仮に保管できる薬が有効期限内であっても、数ヶ月も前にもらった薬ではすでに子どもの体重が増えていて、飲む量が変わっている場合があるので注意が必要です。つまり、子どもが成長して体重が増えた場合、飲むべき薬の量も増えていることがあるということです。
子どもの成長スピードは個人差があるため一概に言えませんが、3か月〜半年以上前にもらった薬は、もらった薬の量が現在の体重に合っていない可能性もあるため、受診し直すのが安心です。
花粉症について
花粉症の症状を抑える薬
最後に花粉症についても触れておきます。2019年の調査では、0才〜4才までで25人に1人、5才〜9才で3人に1人、10〜19才では2人に1人がスギ花粉による症状が出ていることがわかりました。

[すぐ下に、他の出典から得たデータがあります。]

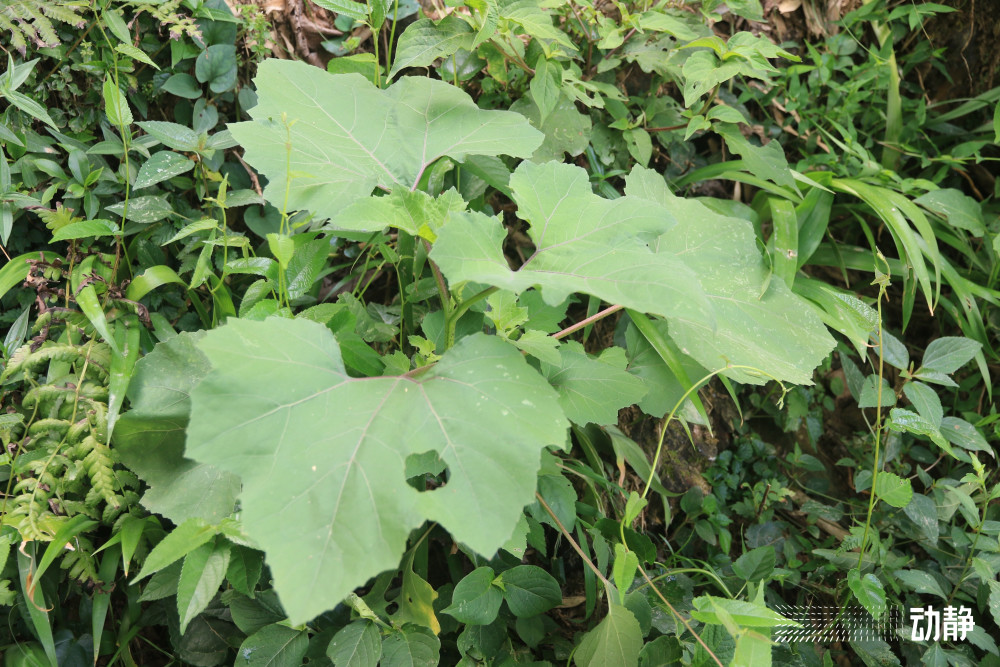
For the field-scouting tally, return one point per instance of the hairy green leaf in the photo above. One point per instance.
(347, 137)
(322, 456)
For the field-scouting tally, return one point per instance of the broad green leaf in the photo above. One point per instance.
(920, 582)
(767, 162)
(416, 213)
(959, 432)
(923, 512)
(617, 640)
(309, 441)
(416, 600)
(906, 420)
(348, 137)
(201, 575)
(583, 243)
(475, 600)
(753, 649)
(870, 396)
(893, 351)
(115, 104)
(949, 353)
(216, 66)
(273, 646)
(358, 644)
(869, 592)
(755, 321)
(149, 438)
(702, 71)
(539, 345)
(171, 135)
(86, 229)
(959, 209)
(349, 8)
(136, 54)
(654, 358)
(412, 646)
(144, 210)
(593, 390)
(535, 21)
(566, 130)
(893, 489)
(529, 590)
(926, 401)
(545, 86)
(756, 564)
(424, 41)
(160, 167)
(181, 541)
(743, 612)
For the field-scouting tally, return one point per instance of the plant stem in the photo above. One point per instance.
(610, 310)
(456, 314)
(573, 542)
(878, 435)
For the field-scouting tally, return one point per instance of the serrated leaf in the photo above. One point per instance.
(593, 390)
(412, 646)
(475, 600)
(545, 86)
(893, 350)
(756, 564)
(358, 644)
(869, 592)
(960, 432)
(893, 489)
(539, 345)
(906, 420)
(349, 137)
(767, 162)
(925, 400)
(171, 135)
(566, 129)
(922, 511)
(309, 442)
(150, 437)
(144, 210)
(355, 10)
(757, 322)
(274, 646)
(203, 571)
(115, 105)
(86, 229)
(949, 353)
(745, 613)
(920, 582)
(160, 167)
(415, 213)
(424, 41)
(617, 640)
(529, 590)
(583, 243)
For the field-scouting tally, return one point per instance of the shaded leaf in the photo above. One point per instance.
(309, 441)
(349, 137)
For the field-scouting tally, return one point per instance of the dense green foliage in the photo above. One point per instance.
(427, 358)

これは20年前と比べ、約2〜3倍に増えています。
目のかゆみや鼻水が主な症状だと思いますが、花粉シーズンに使う薬としては、目薬のほか、風邪の時にもらう鼻水止めや鼻用スプレーの薬で対応していきます。これらは対症療法(たいしょうりょうほう)と呼ばれ、あくまで薬で症状を抑えているにすぎません。飲み忘れが続くと、症状が強く出てきますので、花粉シーズンはしっかり薬を服用していくと良いでしょう。
花粉症そのもの根本的に治療する薬
2018年、5才から服用できるスギ花粉の新しい治療薬が登場しました。これは3年〜5年間、毎日薬を飲み続けることで根本的にスギ花粉を治すことが期待できる薬です。完全に治らなくとも、多くの患者さんで花粉シーズンの辛い症状が軽減されることが分かりました。

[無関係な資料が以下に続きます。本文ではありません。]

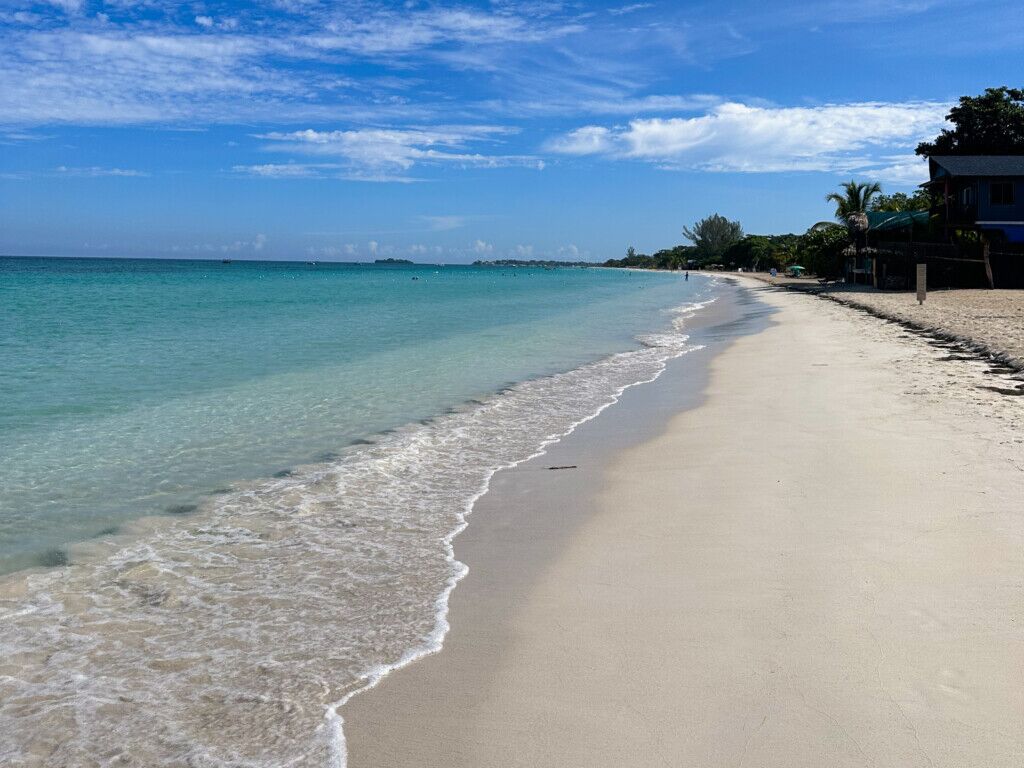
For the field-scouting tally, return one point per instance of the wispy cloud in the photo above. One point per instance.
(96, 171)
(742, 138)
(389, 154)
(624, 9)
(443, 223)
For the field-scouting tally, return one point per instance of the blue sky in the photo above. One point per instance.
(444, 131)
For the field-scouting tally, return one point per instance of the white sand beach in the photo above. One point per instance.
(820, 564)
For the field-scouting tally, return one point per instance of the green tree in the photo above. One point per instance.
(712, 236)
(902, 202)
(855, 199)
(761, 252)
(820, 249)
(989, 124)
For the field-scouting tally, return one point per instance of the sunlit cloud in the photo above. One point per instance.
(388, 154)
(736, 137)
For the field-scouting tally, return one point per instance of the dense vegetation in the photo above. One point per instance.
(989, 124)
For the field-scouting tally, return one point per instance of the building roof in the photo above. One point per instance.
(884, 220)
(976, 165)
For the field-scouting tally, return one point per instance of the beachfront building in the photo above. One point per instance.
(973, 236)
(980, 192)
(983, 194)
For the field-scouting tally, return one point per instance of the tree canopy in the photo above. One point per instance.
(712, 236)
(902, 202)
(989, 124)
(855, 198)
(820, 249)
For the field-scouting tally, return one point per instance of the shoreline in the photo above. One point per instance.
(560, 630)
(899, 306)
(343, 589)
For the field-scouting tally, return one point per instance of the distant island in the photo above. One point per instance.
(532, 262)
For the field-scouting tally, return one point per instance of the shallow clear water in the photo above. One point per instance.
(320, 433)
(135, 387)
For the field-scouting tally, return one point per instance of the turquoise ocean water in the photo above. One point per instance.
(245, 479)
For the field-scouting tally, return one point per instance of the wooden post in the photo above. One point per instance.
(988, 264)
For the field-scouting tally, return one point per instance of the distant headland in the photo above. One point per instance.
(532, 262)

スギ花粉のシーズンが終わる6月頃から治療を開始することができるため、気になる方はかかりつけの小児科や耳鼻科で相談してみると良いでしょう。アレルギー検査が必須な上、飲み方が少し特殊で最初の1〜2か月は通院頻度も多いです。十分説明を受け、納得してから検討してみてくださいね。
まとめ
アレルギーや持病がない場合、普段の生活で薬を使うことは少ないと思います。しかし、子どもが病気になった、風邪が長引いている、などの状況になった時には意外と「あれ?これはどうすればいいの?」と素朴な疑問が出てくるものです。夜間で困った時にはどこに連絡をすれば良いか、病院を受診する判断基準を何にするかなど、いざという時に焦らないためにも、普段から心の準備をしておけると良いですね。